A pearl of Istanbul's glory days is about to mark the first anniversary of its reappearance.
The Pera Palace Hotel, born in the gilded age of the Orient Express, reopened its doors last September after a monumental feat of restoration lasting over two years at a cost of 23 million Euros. As a "museum-hotel," the building required a refurbishing program of heritage-scale finesse, involving academicians and distinguished artisans.
Gone is the genteel shabbiness of recent years, replaced by a vividly revived elegance --sumptuous but understated. It's the sort of deluxe you can feel at home in (and pay less than $400 for), perched overlooking the Golden Horn, right off pedestrianized Istiklal Street, the ambling artery of European Beyoglu. There's Carrera marble, Murano lamps, a six-domed tea salon, a celebrated "birdcage" elevator--all now accompanied by a terrific spa of some 280 sq. meters which include a hammam and heated pool.
Guests and Mysteries
Opened in 1892, the Pera Palace was the first luxury hotel in Istanbul, built to accommodate the swells arriving on the Orient Express, which terminated across the Golden Horn at Sirkeci Station in old Constantinople. The guest book here is heavy with potentates, prime ministers, and the likes of Garbo and Mata Hari, Hitchcock and Hemingway, and of course Agatha Christie, who wrote Murder on the Orient Express in Room 411 in the early '30's.

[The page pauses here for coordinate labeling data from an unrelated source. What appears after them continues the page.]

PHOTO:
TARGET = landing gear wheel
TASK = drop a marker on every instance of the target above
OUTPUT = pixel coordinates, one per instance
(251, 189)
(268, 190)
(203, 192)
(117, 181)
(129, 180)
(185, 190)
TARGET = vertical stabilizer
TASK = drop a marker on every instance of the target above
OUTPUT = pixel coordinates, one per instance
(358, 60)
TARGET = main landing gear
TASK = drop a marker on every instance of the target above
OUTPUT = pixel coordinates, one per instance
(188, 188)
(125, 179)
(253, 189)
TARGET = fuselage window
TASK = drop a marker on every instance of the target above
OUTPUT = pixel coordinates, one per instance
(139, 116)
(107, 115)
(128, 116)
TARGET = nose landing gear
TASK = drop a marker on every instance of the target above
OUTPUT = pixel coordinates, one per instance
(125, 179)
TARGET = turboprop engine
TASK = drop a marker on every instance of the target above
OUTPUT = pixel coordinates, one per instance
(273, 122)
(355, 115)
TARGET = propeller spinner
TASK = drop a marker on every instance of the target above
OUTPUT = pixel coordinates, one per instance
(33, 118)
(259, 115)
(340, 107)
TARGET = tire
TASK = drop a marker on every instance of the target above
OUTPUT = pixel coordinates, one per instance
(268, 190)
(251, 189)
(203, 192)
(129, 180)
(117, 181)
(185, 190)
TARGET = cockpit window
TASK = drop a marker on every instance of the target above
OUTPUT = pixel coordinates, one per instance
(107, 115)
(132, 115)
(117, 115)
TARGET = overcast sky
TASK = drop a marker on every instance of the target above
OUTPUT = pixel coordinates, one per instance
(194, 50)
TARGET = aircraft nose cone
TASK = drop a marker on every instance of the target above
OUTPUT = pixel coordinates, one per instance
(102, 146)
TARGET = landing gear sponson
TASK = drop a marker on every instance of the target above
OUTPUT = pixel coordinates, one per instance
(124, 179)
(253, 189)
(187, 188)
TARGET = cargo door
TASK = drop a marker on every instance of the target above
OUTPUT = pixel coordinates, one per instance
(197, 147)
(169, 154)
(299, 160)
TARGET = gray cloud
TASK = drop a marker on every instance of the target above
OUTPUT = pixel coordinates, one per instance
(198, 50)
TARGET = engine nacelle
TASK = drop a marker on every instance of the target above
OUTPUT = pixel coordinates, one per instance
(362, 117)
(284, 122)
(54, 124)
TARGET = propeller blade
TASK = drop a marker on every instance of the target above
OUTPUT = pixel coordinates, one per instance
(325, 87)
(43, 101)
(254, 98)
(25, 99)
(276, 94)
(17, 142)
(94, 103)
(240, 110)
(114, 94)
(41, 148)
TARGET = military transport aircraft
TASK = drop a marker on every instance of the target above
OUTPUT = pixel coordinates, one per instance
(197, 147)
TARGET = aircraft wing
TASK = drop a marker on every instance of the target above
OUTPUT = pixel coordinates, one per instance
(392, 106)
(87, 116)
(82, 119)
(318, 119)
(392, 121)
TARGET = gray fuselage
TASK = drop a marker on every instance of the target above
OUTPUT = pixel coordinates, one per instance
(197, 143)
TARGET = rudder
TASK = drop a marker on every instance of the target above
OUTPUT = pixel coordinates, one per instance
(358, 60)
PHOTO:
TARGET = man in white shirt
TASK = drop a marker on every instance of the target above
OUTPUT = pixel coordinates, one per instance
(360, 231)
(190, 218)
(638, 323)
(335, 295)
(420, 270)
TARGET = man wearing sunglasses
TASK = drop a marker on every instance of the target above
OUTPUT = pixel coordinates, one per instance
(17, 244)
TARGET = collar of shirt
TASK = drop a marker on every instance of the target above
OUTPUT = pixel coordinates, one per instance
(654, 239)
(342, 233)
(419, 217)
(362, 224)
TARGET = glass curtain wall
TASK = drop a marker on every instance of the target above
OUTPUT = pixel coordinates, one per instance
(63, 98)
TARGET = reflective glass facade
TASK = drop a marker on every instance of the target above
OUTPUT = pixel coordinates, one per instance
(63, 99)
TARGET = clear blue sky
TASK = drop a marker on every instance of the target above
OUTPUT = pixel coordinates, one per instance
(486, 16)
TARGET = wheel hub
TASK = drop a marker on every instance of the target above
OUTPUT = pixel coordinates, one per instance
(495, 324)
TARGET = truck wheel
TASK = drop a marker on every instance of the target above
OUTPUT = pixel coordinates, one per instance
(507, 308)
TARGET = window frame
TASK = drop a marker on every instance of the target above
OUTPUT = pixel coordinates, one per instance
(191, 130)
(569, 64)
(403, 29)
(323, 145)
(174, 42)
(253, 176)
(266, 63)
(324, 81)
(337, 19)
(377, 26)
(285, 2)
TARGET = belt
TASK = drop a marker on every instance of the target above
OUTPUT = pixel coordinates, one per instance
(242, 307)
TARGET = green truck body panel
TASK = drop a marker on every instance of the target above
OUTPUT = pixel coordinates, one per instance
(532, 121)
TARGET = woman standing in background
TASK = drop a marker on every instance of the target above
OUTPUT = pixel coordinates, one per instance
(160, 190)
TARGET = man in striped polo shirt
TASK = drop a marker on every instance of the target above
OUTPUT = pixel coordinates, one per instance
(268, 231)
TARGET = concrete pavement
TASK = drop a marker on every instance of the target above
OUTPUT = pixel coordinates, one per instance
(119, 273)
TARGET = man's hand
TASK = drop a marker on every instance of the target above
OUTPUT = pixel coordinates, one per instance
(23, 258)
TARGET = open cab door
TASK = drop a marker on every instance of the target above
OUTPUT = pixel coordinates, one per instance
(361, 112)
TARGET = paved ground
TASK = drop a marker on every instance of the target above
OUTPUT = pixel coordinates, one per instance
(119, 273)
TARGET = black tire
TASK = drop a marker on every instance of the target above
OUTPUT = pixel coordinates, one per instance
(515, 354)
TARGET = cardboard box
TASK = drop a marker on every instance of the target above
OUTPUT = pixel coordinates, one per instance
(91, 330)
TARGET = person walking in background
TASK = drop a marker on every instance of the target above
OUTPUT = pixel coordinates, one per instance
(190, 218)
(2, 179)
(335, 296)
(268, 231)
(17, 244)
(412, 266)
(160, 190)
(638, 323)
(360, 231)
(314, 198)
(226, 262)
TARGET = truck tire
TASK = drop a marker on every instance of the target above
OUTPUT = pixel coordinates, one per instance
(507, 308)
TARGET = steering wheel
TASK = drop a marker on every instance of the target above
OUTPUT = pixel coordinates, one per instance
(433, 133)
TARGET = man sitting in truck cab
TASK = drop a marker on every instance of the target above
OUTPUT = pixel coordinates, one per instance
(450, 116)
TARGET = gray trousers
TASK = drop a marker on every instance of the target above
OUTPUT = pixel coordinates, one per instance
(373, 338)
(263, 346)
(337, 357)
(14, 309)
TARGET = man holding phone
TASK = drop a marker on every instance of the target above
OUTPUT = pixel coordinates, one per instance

The supposed lock key to the mystery writer's supposed secret diary, recording the truth of her celebrated 10-day unexplained disappearance in 1926, was recovered in Room 411 in 1979, through the actions of a spiritual medium. The room is still rentable for would-be writers of bestsellers (aren't we all?).
The Elegance of Ataturk
Not rentable, but visitable and much worth it, is Room 101, which houses a little museum to frequent guest Ataturk, the founder of the Turkish Republic. The setting is fitting for a man for whom European-style dandyism was a political statement, whose style was that of a silent movie star. Here are Ataturk's Panama hat, his linen summer clothes, and, on a note of eerie tragedy, the carpet given to him with a clock image woven in--its clock hands set to the exact hour when he would die some years later.
A Green Raki for Musing
You can ponder the Pera's mysteries over slim glass of raki in the Orient Bar, as I did. I made mine a "green" raki, from fresh grapes rather than raisins. It's a fruitier version of Turkey's tipple, and I recommend it highly.